Hacker News new | ask | show | jobs
Scylla release: version 1.0 (scylladb.com)
57 points by hexalisk 3717 days ago
3 comments

It's so refreshing to see an open source project have the balls to announce a 1.0 early and not stay in the eternal "0.x we're still beta so don't blame us for any problems"-phase.

One thing that's stopping us from switching over is that we need more real world success stories of other people making the switch and being better off. For all its warts, Cassandra is the devil we know, but ScyllaDB is definitely something we're keeping an eye on.

One suggestion that might make it easier for people to move over is thorough testing of mixed clusters. I wouldn't mind switching one node in my cluster over, if I could be certain it wouldn't screw up the entire cluster. I saw that they ran through the Jepsen tests and did a good job, it would be very interesting to see how a 50/50 cassandra/scylladb cluster would fare in the same tests!

We don't support mixed clusters, though, and are unlikely to do so.

Most people testing Scylla at this point are doing A/B testing, using some proxy to replicate the writes to both clusters and then comparing the two.

Okay, I understand that the burden of correctly supporting the internal gossip protocol is very high.

It's a shame though, because it makes it harder for medium-sized installations to convert. If you're running a small cluster, then getting a few more machines to test it out isn't that much of a burden. If you're so big that you have multiple clusters, you can probably roll through and upgrade cluster by cluster or keyspace by keyspace or something.

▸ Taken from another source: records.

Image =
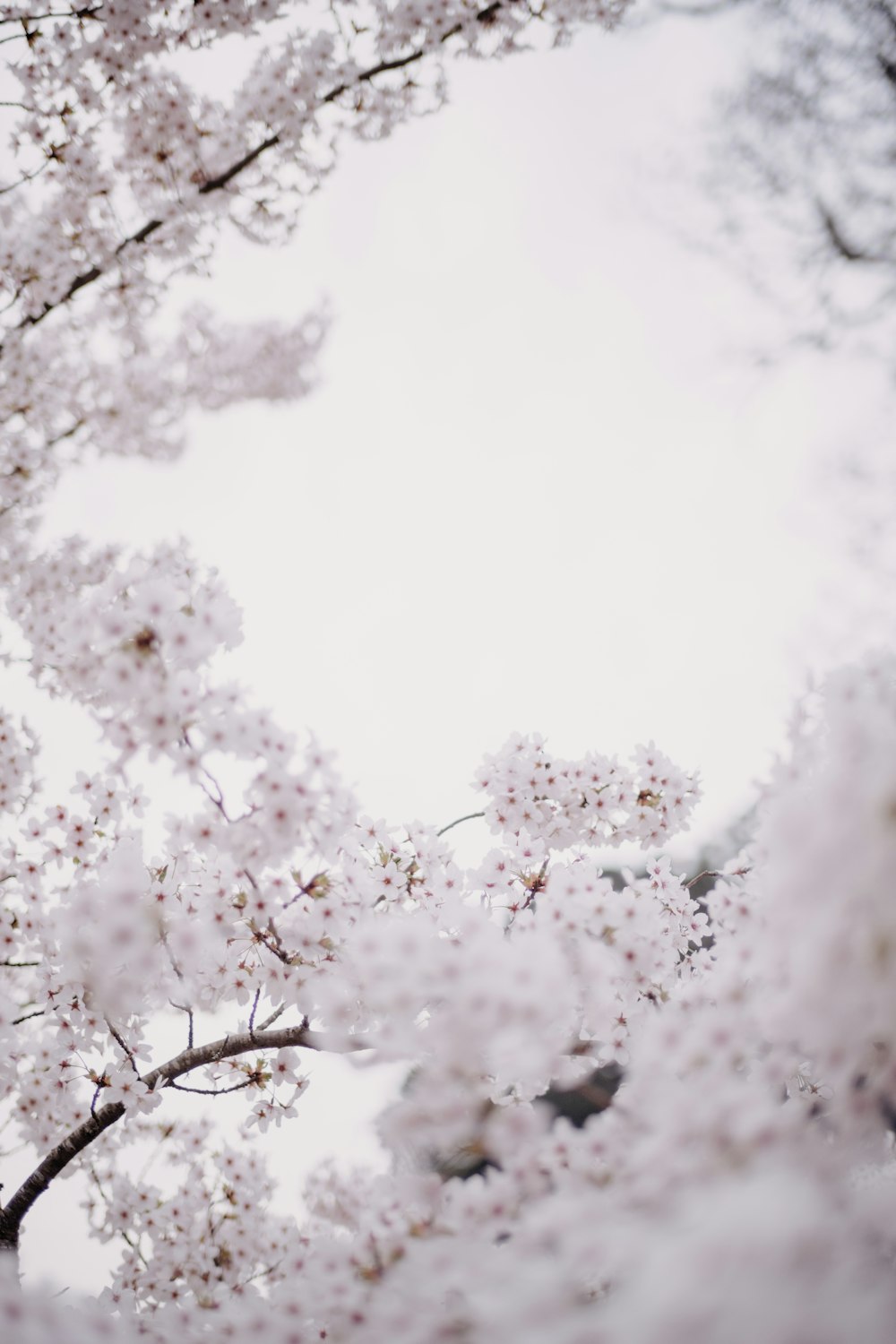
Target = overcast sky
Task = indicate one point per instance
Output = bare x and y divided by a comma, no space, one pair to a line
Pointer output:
547,483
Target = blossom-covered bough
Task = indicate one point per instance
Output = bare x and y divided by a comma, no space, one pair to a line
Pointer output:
739,1187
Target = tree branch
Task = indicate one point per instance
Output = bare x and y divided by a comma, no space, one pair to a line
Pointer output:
164,1075
225,177
470,816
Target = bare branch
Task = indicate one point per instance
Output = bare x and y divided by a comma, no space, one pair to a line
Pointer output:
225,177
839,242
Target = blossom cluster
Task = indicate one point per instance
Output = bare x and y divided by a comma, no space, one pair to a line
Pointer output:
739,1182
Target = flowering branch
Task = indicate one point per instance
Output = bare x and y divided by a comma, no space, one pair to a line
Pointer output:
164,1075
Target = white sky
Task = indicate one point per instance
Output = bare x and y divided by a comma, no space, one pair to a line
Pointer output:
544,486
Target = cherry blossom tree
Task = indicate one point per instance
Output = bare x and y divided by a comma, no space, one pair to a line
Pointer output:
739,1183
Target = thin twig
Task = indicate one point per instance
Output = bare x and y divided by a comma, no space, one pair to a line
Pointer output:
470,816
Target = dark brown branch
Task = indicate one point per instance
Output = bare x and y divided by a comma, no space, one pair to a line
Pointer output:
225,177
470,816
839,242
164,1075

But between those two there's a medium size installation where an upgrade to ScyllaDB is a serious project that would eat up a sizeable chunk of the server budget just to test it out, and the ability to do a server-by-server upgrade of a running cluster would be invaluable.

On the other hand, that type of customer probably wouldn't be interested in premium support either, so there's probably little incentive for you to support that scenario over the large installation scenario. And that's totally fair, I might as well be wishing for unicorns and rainbows. :-)

On another note, DataStax recently announced that they'll be discontinuing the free version of OpsCenter from Cassandra 3.0 and forward. So you have a shot at grabbing people that are stuck on 2.x, because if there's a cost to upgrading anyway, and if you could offer something better than OpsCenter, your alternative might look very tempting indeed.

Supporting the gossip protocol is hard, but so is supporting everything else. A more interesting question here is: if there is a bug in the gossip protocol, Cassandra side, and the addition of a different implementation of the same protocol happens to trash your cluster, who do you blame? How long until you find out?

That sounds like a support nightmare. We're willing to revisit this in the future, but I think it is an unlikely development.

On the other hand, if the performance benefits prove to be true, you might be able to test Scylla with much less machines than you have for Cassandra.
I think they have the luxury of targetting a specific, invariant set of requirements vis-a-vis the Cassandra project, so that helps. But still, their speed has been phenomenal.

I really hope to try out Scylla with some of my cassandra schemas... see how much of the 10x -> 20x speed advantage really bears out.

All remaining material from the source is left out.